Linear time series models

  • The time series \(\mathbf{z}\) and the innovation \(\boldsymbol \varepsilon\) are linearly related

\[ \boldsymbol z = \boldsymbol A \boldsymbol \varepsilon \]
  • or more generally, the transformation \(\boldsymbol \varepsilon \rightarrow \mathbf{z}\) is affine

\[ \boldsymbol z = \boldsymbol \mu + \boldsymbol A \boldsymbol \varepsilon \]
  • with Gaussian innovations \(p(\boldsymbol \varepsilon) \sim \mathcal{N}(\boldsymbol 0, \sigma^2\mathbf{I})\)

\[ \boldsymbol z = \boldsymbol \mu + \boldsymbol A \boldsymbol \varepsilon \sim \mathcal{N}(\boldsymbol \mu, \mathbf{\Sigma}), \;\;\;\; \mathbf{\Sigma} = \sigma^2 \boldsymbol A \boldsymbol A'\]

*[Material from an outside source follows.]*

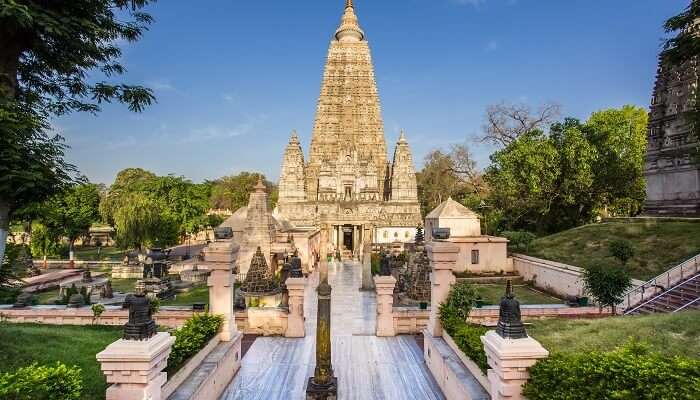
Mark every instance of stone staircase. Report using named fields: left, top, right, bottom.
left=625, top=272, right=700, bottom=315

Moving Average (MA) models

\[ z_t = \sum_{i=0}^{q} \theta_i \varepsilon_{t-i} \]

MA(1)

\[ z_{t} = \varepsilon_{t} + \theta \varepsilon_{t-1} \]
\[\begin{split} \begin{align} z_{1} &= \theta \varepsilon_{0} + \varepsilon_{1} \\ z_{2} &= \theta \varepsilon_{1} + \varepsilon_{2} \\ &\vdots \\ z_{T} &= \theta \varepsilon_{T-1} + \varepsilon_{T} \end{align} \end{split}\]
\[\begin{split} \underset{\mathbf{z}}{\underbrace{\left[\begin{array}{c} z_{1}\\ z_{2}\\ z_{3}\\ z_{4}\\ \vdots\\ z_{T} \end{array}\right]}} = \underset{\boldsymbol A}{\underbrace{\left[\begin{array}{cccccccc} \theta & 1 & 0 & 0 & \cdots & 0 & 0 & 0\\ 0 & \theta & 1 & 0 & \cdots & 0 & 0 & 0\\ 0 & 0 & \theta & 1 & \cdots & 0 & 0 & 0\\ 0 & 0 & 0 & \theta & \cdots & 0 & 0 & 0\\ \vdots & \vdots & \vdots & \vdots & \cdots & \vdots & \vdots & \vdots\\ 0 & 0 & 0 & 0 & \cdots & 0 & \theta & 1 \end{array}\right]}} \underset{\boldsymbol\varepsilon}{\underbrace{ \left[\begin{array}{c} \varepsilon_{0}\\ \varepsilon_{1}\\ \varepsilon_{2}\\ \varepsilon_{3}\\ \varepsilon_{4}\\ \vdots\\ \varepsilon_{T} \end{array}\right] }} \end{split}\]

Stationarity conditions

  • constant mean?

\[\operatorname E z_t = 0 \]
  • constant variance?

\[\gamma(0) = \sigma^2(1+\theta^2)\]
  • constant covariances?

for lag \(h=1\)

\[\begin{split} \begin{align} \gamma(1) =\operatorname{cov}(z_t, z_{t-1}) &= \operatorname E (z_t z_{t-1}) = \operatorname E \left((\varepsilon_{t} + \theta \varepsilon_{t-1} )(\varepsilon_{t-1} + \theta \varepsilon_{t-2} )\right)\\ &= \operatorname E (\varepsilon_{t}\varepsilon_{t-1} + \theta \varepsilon_{t-1}^2 + \theta \varepsilon_{t}\varepsilon_{t-2} + \theta^2 \varepsilon_{t-1}\varepsilon_{t-2})\\ &=\theta \sigma^2 \end{align} \end{split}\]

for lag \(h\geq 2\)

\[\begin{split} \begin{align} \gamma(h) =\operatorname{cov}(z_t, z_{t-h}) &= \operatorname E \left((\varepsilon_{t} + \theta \varepsilon_{t-1} )(\varepsilon_{t-h} + \theta \varepsilon_{t-h-1} )\right)\\ &= 0 \end{align} \end{split}\]
import warnings
warnings.simplefilter("ignore", FutureWarning)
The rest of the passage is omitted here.